Peter Cuming, a former planning inspector, was led towards his design by his local council's environmental guidelines, which recommend grass roofs for improved insulation. Camden Council, in north London, also frowns on the use of lawnmowers, thus inspiring the idea of using rabbits to crop the roof.
Mr Cuming, 55, said: "I am responding to the good advice from the London Borough of Camden's unitary plan."
However, the plan is far from a gimmick. A metre-depth of soil beneath the grass will be used to retain the heat of the house, reducing energy costs. Aside from rabbits bringing the risk of noise pollution to a minimum, they will share the roof with photo cells, which will generate half of the electricity needs of the house.

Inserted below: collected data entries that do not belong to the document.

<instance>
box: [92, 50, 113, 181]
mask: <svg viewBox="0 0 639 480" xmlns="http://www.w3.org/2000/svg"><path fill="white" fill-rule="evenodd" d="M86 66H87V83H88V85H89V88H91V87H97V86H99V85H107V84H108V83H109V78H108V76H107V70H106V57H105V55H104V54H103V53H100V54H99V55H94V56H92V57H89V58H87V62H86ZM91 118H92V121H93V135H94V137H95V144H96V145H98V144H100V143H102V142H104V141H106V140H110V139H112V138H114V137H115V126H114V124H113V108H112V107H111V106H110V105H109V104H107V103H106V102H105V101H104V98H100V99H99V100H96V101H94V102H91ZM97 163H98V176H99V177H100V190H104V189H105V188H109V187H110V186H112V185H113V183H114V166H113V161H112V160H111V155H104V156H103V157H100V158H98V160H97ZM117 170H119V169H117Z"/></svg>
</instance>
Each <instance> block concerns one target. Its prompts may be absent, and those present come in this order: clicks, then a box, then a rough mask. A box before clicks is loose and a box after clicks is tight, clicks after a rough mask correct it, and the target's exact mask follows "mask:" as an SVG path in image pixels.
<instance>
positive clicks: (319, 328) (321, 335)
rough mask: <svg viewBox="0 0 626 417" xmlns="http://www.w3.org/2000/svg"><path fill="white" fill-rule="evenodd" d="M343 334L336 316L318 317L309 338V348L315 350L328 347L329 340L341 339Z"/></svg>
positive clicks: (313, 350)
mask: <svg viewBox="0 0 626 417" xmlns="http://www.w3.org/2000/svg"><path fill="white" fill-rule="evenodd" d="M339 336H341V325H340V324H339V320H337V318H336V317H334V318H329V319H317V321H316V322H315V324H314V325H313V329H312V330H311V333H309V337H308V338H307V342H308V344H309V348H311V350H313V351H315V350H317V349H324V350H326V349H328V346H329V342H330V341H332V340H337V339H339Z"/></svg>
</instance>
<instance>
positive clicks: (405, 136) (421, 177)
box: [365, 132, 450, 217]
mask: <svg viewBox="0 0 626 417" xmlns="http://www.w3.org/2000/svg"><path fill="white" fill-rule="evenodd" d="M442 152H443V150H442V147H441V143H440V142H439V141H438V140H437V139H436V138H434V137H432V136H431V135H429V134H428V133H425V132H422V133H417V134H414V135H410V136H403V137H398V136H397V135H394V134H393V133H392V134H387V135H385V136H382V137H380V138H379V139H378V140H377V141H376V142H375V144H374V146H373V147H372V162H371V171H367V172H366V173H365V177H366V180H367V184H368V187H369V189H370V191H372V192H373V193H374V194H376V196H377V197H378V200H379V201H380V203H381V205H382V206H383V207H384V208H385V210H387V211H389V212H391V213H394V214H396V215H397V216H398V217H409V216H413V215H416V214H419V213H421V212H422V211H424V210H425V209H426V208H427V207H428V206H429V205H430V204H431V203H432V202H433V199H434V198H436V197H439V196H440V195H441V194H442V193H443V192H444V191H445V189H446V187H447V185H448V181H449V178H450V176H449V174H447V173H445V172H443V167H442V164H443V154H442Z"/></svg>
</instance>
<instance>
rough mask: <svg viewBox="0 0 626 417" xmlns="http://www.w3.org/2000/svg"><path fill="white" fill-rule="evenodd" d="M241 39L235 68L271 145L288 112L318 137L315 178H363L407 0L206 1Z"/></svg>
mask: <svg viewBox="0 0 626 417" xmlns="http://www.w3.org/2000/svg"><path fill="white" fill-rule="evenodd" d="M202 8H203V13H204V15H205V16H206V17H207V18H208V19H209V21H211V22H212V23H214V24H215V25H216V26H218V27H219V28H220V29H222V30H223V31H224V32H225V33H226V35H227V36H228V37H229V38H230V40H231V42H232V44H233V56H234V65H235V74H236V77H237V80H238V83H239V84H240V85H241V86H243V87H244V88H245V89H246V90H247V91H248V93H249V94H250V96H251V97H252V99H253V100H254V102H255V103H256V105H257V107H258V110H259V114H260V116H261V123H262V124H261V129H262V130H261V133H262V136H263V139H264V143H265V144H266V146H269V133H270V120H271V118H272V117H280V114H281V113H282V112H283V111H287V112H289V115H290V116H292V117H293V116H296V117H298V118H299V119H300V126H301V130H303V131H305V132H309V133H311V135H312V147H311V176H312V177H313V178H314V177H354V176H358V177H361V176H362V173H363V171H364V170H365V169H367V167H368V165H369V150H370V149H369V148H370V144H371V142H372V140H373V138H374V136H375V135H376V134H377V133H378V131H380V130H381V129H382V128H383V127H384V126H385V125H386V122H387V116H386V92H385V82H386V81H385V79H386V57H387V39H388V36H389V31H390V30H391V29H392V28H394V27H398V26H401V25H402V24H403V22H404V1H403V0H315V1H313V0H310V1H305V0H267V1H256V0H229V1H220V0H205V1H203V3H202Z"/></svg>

Mr Cuming hoped that the house, which will be built in Kentish Town if given the go-ahead, will also be able to recycle the heat from its bath water and be so well insulated that bills would be negligible.
"It's really like a small power station," said Mr Cuming. "The benefits are immediate. We will be saving two tonnes of carbon dioxide going into the air. The process will be odourless, silent and non polluting."
He first had the idea of putting renewable energy to domestic use 13 years ago when he lived in Nepal.
"I lived in a house that had solar panels high in the Himalayas with no cost to anyone. It generated power during the day, then it was stored in car batteries by night," he said.
"It's not just Tomorrow's World, it's around the corner."
Mr Cuming estimated the cost of the 400sqft-roof, including rabbits, at pounds 20-25,000 which he said could be reclaimed over a period of 20 years.